European sharing economy to grow by a third in the next 12 months.
• Rapid growth tipped for the sharing economy in Europe, driven by disruptive brands like Airbnb
• To date, cars have been the most borrowed item, but sharing of holiday accommodation is predicted to overtake this
• Sharers make an average of €2,500 annually to supplement their incomes
The study reveals that certain European countries are leading the way in the sharing economy, with participation highest in Turkey (9%), Spain (6%) and the UK (5%), but this suggests that there is considerable scope for growth across the continent as familiarity spreads and more people turn their knowledge into action.
Cars are the most frequently shared items (9%) but holiday accommodation is expected to take the lead in the next year, with two in five (42%) saying that they will consider paying someone to borrow their holiday home.
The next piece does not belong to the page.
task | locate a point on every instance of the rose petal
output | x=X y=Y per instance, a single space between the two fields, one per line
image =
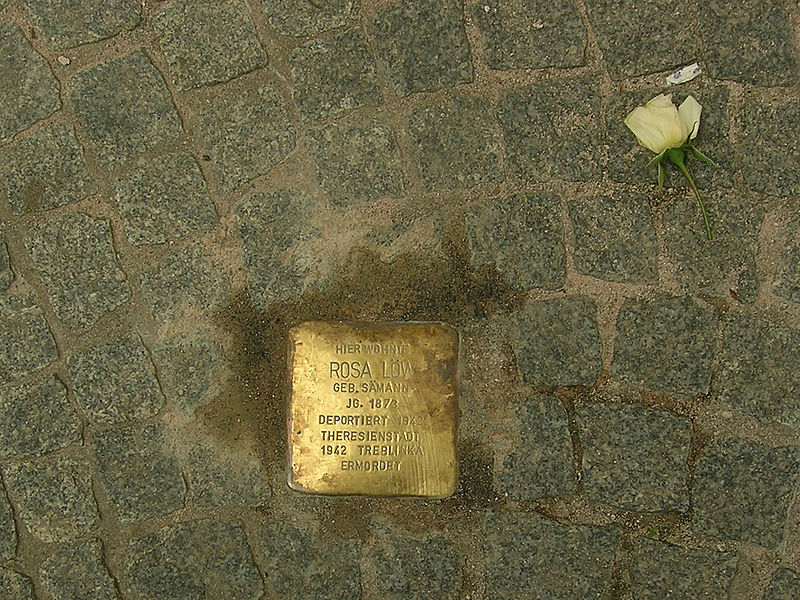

There is less willingness to share such items as clothing (4%), electrical items (4%) and household appliances (4%), with consumers preferring to have sole ownership of these items.
Consumers who have already taken to sharing items are benefitting financially, with average earnings of €2,500, suggesting that for some this could be an important supplementary income stream in the future. However, the vast majority2 of participants across Europe made €1,000 or less in the past year. Those participating in the sharing economy are most commonly well-educated consumers, aged under 35.